What a pathetic shame and disservice sportsmen’s organizations like Nevada Bighorns Unlimited and Fraternity of the Desert Bighorn are doing to sheep. They refuse to speak out and expose the very problems and lack of co-ordination that might save our sheep in the future. They fund and build water developments to attract and sustain sheep for NDOW and then ignore them and abandon the sheep. They let the sheep depend on and get used to the water developments and when these guzzlers are neglected and shut off, the sheep become so dependent upon the water and in this case, do not relocate and thus perish.


In an article by NDOW on feeding wild birds, they caution that if you start a program of feeding in the winter months, and the birds get dependent on it, you must continue it throughout the winter or else you have done more harm than good as the birds will just perish! It appears that the same is true for sheep. NDOW claims it has no funds or manpower to maintain and check these water developments and depends on volunteers. What a way to run a state agency! It’s the old overworked and underpaid syndrome.


Therefore NDOW should immediately stop building water guzzlers until they make a commitment to actually perform the necessary maintenance. If they are not going to consistently maintain artificial water developments, then it is a waste of time and resources.
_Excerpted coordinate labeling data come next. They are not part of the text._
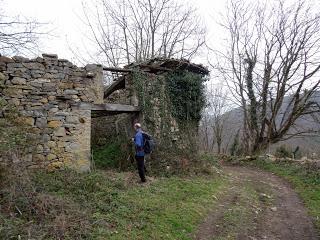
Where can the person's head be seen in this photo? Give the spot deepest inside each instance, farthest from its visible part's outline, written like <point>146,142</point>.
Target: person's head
<point>137,126</point>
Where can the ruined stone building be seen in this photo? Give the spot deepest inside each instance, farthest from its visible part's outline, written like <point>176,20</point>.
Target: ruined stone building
<point>58,100</point>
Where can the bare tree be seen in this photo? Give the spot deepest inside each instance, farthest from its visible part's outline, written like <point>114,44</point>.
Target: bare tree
<point>218,108</point>
<point>272,67</point>
<point>127,31</point>
<point>18,35</point>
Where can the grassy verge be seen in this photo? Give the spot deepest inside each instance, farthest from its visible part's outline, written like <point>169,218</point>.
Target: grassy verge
<point>105,205</point>
<point>305,181</point>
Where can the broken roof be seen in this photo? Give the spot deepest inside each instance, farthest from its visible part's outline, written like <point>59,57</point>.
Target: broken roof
<point>157,65</point>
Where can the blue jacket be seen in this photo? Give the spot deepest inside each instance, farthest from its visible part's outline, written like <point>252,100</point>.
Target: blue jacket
<point>138,142</point>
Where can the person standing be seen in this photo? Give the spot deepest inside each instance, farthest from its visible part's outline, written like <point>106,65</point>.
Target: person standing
<point>139,156</point>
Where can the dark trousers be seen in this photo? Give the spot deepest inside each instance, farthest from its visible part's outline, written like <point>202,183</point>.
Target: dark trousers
<point>141,168</point>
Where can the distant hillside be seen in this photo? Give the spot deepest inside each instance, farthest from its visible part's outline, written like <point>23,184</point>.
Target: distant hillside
<point>307,144</point>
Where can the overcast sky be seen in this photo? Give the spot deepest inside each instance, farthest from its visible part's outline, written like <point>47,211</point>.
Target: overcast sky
<point>62,16</point>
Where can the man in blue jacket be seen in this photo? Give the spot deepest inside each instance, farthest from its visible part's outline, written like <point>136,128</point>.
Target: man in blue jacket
<point>139,143</point>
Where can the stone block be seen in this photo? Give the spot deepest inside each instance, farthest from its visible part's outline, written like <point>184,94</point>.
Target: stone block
<point>55,166</point>
<point>41,122</point>
<point>39,148</point>
<point>72,119</point>
<point>54,124</point>
<point>34,66</point>
<point>52,144</point>
<point>29,121</point>
<point>60,132</point>
<point>19,81</point>
<point>51,157</point>
<point>39,158</point>
<point>70,92</point>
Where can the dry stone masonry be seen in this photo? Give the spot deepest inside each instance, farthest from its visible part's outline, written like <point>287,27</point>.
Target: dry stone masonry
<point>47,92</point>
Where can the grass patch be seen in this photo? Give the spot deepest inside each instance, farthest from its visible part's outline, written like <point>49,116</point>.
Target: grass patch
<point>107,205</point>
<point>113,155</point>
<point>305,181</point>
<point>238,220</point>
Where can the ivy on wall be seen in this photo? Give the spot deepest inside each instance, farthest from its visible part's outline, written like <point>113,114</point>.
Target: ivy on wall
<point>187,95</point>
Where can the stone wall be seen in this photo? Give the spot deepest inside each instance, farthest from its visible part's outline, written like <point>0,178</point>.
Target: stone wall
<point>46,91</point>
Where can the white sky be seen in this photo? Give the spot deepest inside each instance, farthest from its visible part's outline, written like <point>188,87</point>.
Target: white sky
<point>63,19</point>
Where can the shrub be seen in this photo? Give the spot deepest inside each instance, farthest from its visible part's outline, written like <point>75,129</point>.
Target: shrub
<point>283,152</point>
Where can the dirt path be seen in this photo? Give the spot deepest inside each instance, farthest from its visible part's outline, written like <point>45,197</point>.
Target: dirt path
<point>257,206</point>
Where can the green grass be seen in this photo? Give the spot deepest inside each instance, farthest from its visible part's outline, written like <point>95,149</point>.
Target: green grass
<point>109,156</point>
<point>111,205</point>
<point>306,183</point>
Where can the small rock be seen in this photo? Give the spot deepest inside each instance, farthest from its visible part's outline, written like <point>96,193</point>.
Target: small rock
<point>19,81</point>
<point>273,209</point>
<point>54,124</point>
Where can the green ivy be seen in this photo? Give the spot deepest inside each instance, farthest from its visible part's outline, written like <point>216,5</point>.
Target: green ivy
<point>187,95</point>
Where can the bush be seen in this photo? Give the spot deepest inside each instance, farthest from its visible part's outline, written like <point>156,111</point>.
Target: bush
<point>283,152</point>
<point>113,155</point>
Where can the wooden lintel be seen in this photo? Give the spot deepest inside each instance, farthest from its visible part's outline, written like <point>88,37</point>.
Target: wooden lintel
<point>116,85</point>
<point>112,69</point>
<point>108,107</point>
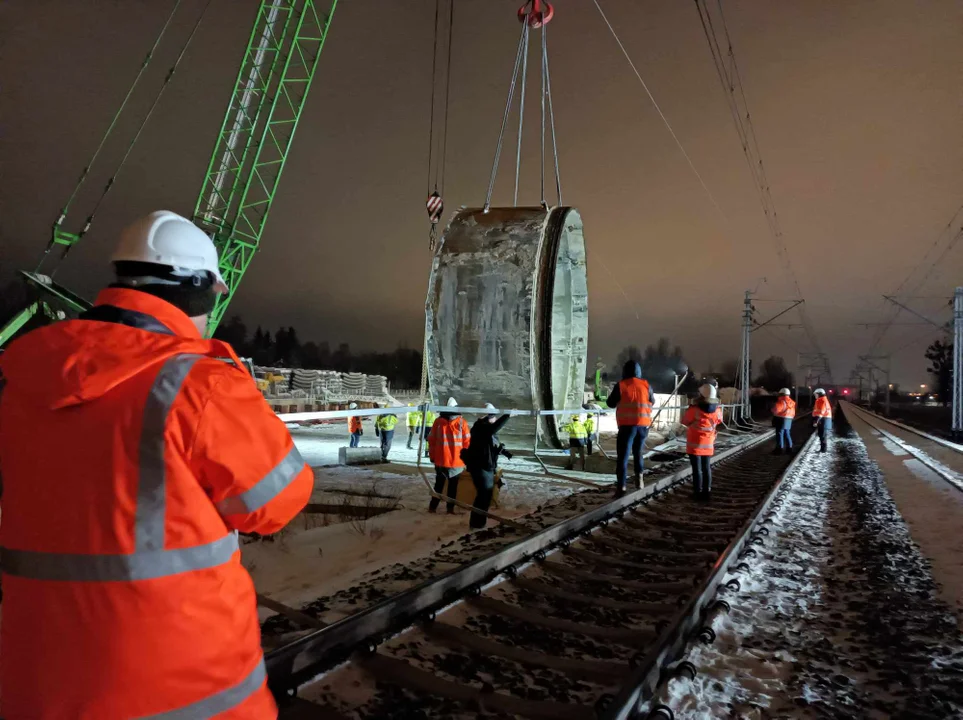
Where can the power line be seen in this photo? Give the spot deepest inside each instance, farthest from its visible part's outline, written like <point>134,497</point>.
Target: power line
<point>661,114</point>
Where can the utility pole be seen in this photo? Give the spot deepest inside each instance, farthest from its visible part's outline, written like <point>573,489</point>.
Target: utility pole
<point>744,360</point>
<point>957,362</point>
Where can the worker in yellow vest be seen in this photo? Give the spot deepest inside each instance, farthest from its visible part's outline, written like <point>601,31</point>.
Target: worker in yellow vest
<point>414,421</point>
<point>577,438</point>
<point>783,412</point>
<point>385,428</point>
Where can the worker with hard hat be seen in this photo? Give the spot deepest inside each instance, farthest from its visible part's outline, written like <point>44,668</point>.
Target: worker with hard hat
<point>448,437</point>
<point>124,594</point>
<point>702,418</point>
<point>822,417</point>
<point>632,399</point>
<point>783,412</point>
<point>414,421</point>
<point>481,459</point>
<point>577,429</point>
<point>355,431</point>
<point>385,428</point>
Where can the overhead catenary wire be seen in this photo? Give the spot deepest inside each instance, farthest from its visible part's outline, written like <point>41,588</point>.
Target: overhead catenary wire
<point>658,109</point>
<point>147,116</point>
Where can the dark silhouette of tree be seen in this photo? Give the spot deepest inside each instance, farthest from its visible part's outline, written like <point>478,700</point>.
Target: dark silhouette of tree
<point>775,375</point>
<point>940,355</point>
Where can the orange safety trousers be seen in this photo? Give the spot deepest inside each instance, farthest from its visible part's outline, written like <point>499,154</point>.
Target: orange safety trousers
<point>131,454</point>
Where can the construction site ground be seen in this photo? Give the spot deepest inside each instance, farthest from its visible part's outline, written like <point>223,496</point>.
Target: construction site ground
<point>335,562</point>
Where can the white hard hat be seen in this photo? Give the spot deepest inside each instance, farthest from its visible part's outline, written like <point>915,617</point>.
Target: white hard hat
<point>166,238</point>
<point>708,392</point>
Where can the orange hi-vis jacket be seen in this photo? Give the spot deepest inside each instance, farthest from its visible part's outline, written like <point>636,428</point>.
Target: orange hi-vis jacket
<point>634,406</point>
<point>130,456</point>
<point>785,407</point>
<point>447,439</point>
<point>700,438</point>
<point>822,408</point>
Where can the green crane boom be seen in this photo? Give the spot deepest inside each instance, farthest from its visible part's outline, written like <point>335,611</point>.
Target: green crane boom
<point>249,153</point>
<point>255,137</point>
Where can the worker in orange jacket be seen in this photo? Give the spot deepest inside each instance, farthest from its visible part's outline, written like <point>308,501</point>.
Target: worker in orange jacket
<point>783,412</point>
<point>701,419</point>
<point>132,451</point>
<point>822,417</point>
<point>449,435</point>
<point>632,399</point>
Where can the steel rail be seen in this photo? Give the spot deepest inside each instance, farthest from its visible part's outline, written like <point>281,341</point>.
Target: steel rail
<point>671,644</point>
<point>948,474</point>
<point>303,659</point>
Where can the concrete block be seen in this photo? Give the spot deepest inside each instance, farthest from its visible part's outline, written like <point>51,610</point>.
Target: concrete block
<point>359,456</point>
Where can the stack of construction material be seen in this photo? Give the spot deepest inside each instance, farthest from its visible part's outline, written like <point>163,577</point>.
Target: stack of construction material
<point>375,385</point>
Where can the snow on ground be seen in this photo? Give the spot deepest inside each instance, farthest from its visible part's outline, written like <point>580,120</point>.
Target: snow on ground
<point>932,508</point>
<point>838,615</point>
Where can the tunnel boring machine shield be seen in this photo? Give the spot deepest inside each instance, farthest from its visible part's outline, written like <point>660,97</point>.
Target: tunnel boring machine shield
<point>507,314</point>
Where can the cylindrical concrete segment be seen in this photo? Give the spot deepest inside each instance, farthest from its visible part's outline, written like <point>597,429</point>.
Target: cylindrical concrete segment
<point>507,313</point>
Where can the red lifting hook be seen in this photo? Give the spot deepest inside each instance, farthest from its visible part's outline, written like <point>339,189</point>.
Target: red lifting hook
<point>540,14</point>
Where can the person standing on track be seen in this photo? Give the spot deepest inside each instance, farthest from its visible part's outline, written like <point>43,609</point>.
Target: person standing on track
<point>132,451</point>
<point>701,419</point>
<point>449,436</point>
<point>632,399</point>
<point>783,412</point>
<point>385,427</point>
<point>354,427</point>
<point>822,417</point>
<point>414,421</point>
<point>481,459</point>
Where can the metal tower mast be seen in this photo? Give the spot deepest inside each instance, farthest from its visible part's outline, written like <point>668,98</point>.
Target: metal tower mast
<point>255,137</point>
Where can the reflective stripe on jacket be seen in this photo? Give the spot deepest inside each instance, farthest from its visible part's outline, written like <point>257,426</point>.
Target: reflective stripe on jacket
<point>822,407</point>
<point>700,438</point>
<point>386,422</point>
<point>121,544</point>
<point>635,404</point>
<point>785,407</point>
<point>447,439</point>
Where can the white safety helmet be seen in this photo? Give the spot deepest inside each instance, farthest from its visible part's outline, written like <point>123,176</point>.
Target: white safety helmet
<point>708,392</point>
<point>166,238</point>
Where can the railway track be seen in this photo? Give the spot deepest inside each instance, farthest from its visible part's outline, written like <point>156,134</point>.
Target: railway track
<point>943,457</point>
<point>577,621</point>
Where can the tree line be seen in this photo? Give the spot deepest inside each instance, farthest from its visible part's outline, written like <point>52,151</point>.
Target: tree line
<point>284,348</point>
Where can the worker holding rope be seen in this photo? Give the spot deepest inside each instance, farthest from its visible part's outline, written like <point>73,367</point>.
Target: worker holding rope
<point>124,594</point>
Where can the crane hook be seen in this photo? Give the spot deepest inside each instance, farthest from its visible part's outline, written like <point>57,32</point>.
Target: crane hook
<point>540,14</point>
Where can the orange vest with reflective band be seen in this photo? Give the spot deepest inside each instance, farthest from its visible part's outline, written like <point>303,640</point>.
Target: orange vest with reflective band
<point>634,406</point>
<point>785,407</point>
<point>447,439</point>
<point>130,458</point>
<point>822,408</point>
<point>700,438</point>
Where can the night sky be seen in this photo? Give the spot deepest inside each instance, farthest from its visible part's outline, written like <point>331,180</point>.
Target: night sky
<point>856,105</point>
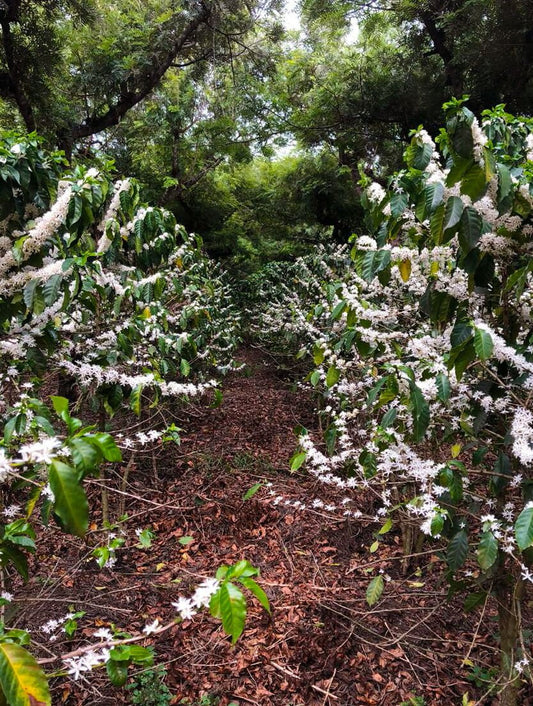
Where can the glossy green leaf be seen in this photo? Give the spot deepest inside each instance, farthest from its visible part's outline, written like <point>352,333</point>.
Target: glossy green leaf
<point>487,551</point>
<point>252,491</point>
<point>84,455</point>
<point>136,400</point>
<point>70,501</point>
<point>470,227</point>
<point>22,680</point>
<point>420,412</point>
<point>117,671</point>
<point>257,591</point>
<point>298,460</point>
<point>332,376</point>
<point>524,528</point>
<point>375,590</point>
<point>452,216</point>
<point>443,387</point>
<point>483,344</point>
<point>108,447</point>
<point>457,550</point>
<point>232,610</point>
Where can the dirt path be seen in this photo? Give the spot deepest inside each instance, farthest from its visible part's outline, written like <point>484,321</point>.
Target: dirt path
<point>323,645</point>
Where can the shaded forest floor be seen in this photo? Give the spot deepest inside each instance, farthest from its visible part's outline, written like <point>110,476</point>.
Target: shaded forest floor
<point>322,645</point>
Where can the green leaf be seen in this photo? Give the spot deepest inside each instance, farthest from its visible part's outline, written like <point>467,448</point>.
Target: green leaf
<point>452,216</point>
<point>386,527</point>
<point>252,491</point>
<point>232,610</point>
<point>117,671</point>
<point>398,204</point>
<point>443,387</point>
<point>373,262</point>
<point>107,446</point>
<point>318,354</point>
<point>28,293</point>
<point>436,223</point>
<point>337,312</point>
<point>483,344</point>
<point>22,680</point>
<point>257,591</point>
<point>70,501</point>
<point>433,194</point>
<point>524,528</point>
<point>487,551</point>
<point>375,590</point>
<point>420,412</point>
<point>474,182</point>
<point>298,460</point>
<point>315,378</point>
<point>389,418</point>
<point>136,399</point>
<point>84,455</point>
<point>332,376</point>
<point>60,404</point>
<point>470,227</point>
<point>457,550</point>
<point>51,289</point>
<point>421,156</point>
<point>505,188</point>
NDOW cannot continue to ignore its own responsibilities to address a water development maintenance program head on.


I want to make it perfectly clear that we believe water developments are necessary and benefit wildlife in Nevada. However, because of human failure and failure to acknowledge their failures, this has been disastrous for a big segment of our desert sheep.


Ultimately it is not responsibility of the sportsmen’s groups to perform what NDOW is supposed to do. Sportsmen’s groups should demand accountability from this state agency and insist they perform their constitutional duties. NDOW employees responsible for this should have been reprimanded, demoted or reassigned to some job they can reasonably accomplish. Sheep management is obviously not a task for them.


NDOW’s Wildlife Almanac (Spring-Summer 2004includes an article titled: “Water and Wildlife-Bring on the Guzzlers.” NDOW states “that building a water development will allow certain species to utilize habitat that they previously could not, thus introducing or expanding that population in that specific area”. This is true but nowhere do they mention they must be also responsible to maintain this new water source once the animals are expanded into this new area, in order for them to survive.


NDOW can delegate authority to build water developments but they cannot delegate the responsibility for maintaining them, regardless of which volunteer organizations may help them. This is just another of NDOW’s many failures.